Aspettative diverse lungo il ciclo di vita
Guardando ai prossimi cinque anni, i bisogni cambiano in base ai gruppi sociali. I giovani legano tecnologia a lavoro, formazione e mobilità (quasi un under 25 su cinque cita l’occupazione come ambito di maggior impatto), le famiglie puntano sulla didattica digitale, gli adulti chiedono strumenti per la produttività e la sicurezza economica, mentre i senior restano concentrati su sanità e servizi socio-assistenziali.
Fiducia e diffidenza
Resta però un nodo critico: un italiano su quattro non si fida affatto delle nuove tecnologie. La fiducia cresce laddove i vantaggi sono immediatamente percepibili – sanità e ambiente – e cala in ambiti come pubblica amministrazione digitale, scuola a distanza e social media. La frattura è anche generazionale: i giovani mostrano più apertura, mentre gli anziani esprimono diffidenza e, spesso, rifiuto.
Paure e rischi
Le preoccupazioni non riguardano tanto le macchine, quanto l’uso che se ne fa. Oltre il 44% degli italiani teme abusi sui dati personali. Seguono la manipolazione algoritmica e la disinformazione, in particolare tra i giovani. I lavoratori tra 35 e 54 anni segnalano il rischio di perdita di occupazione, mentre tra gli over 65 pesa la paura dell’esclusione digitale, che tocca oltre il 40% del campione.
Equità e inclusione
C’è però anche un terreno di fiducia: il 62,8% degli italiani ritiene che la tecnologia possa rendere la società più equa e inclusiva. L’ottimismo è più forte tra i giovani (74,1% nella fascia 18-24 anni) e tra i laureati (quasi il 70%), mentre cala nelle aree metropolitane (54%) e tocca i minimi tra le famiglie monocomponente (32,9%). Al Sud, dove si percepiscono gap storici, la convinzione che l’innovazione possa riequilibrare cresce fino al 72%.

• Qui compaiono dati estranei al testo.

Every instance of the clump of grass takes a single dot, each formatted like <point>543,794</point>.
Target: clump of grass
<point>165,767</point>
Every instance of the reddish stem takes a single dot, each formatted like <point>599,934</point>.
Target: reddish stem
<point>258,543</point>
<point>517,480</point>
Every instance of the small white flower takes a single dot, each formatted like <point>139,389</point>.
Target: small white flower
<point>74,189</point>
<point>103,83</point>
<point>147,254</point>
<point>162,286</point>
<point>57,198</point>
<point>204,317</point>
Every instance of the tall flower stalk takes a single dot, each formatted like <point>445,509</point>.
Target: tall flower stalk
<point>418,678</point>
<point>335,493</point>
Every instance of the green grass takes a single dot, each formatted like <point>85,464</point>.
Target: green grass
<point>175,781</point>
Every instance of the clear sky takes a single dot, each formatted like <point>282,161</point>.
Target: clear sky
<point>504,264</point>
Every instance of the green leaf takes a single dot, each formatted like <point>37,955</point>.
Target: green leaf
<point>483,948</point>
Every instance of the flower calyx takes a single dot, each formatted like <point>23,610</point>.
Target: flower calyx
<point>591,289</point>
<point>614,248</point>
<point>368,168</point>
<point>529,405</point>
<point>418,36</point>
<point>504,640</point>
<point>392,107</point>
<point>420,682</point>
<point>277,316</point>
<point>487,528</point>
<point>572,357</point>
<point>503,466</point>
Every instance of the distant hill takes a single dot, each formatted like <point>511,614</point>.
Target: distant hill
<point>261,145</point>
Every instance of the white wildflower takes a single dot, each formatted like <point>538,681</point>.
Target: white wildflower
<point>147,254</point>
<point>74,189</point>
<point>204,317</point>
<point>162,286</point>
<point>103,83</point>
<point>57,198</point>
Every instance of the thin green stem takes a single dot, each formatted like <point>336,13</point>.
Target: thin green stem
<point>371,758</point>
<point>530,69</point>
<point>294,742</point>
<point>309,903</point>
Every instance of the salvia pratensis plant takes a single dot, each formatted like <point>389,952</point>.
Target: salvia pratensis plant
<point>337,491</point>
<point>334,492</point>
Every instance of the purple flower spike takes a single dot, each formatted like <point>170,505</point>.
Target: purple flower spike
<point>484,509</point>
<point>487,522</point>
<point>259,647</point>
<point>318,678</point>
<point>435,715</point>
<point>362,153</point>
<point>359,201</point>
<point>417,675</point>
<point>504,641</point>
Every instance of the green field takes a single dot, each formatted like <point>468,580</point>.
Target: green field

«L’innovazione non può essere fine a sé stessa, ma deve essere una risorsa utile e inclusiva – ha dichiarato Gianni Bientinesi, CEO di BIG –. Le tecnologie hanno senso se semplificano i processi, rendono i servizi più accessibili e generano valore condiviso».
Una sfida culturale oltre che tecnologica
Per BIG, il vero terreno di confronto non è l’adozione di strumenti digitali avanzati, ma la diffusione di una cultura dell’innovazione responsabile. La presenza a Montecitorio ha rappresentato un momento chiave in questa direzione, confermando l’importanza di un dialogo tra imprese, politica e società civile per governare un futuro in cui la tecnologia sia valutata non per la sua potenza, ma per la sua affidabilità sociale.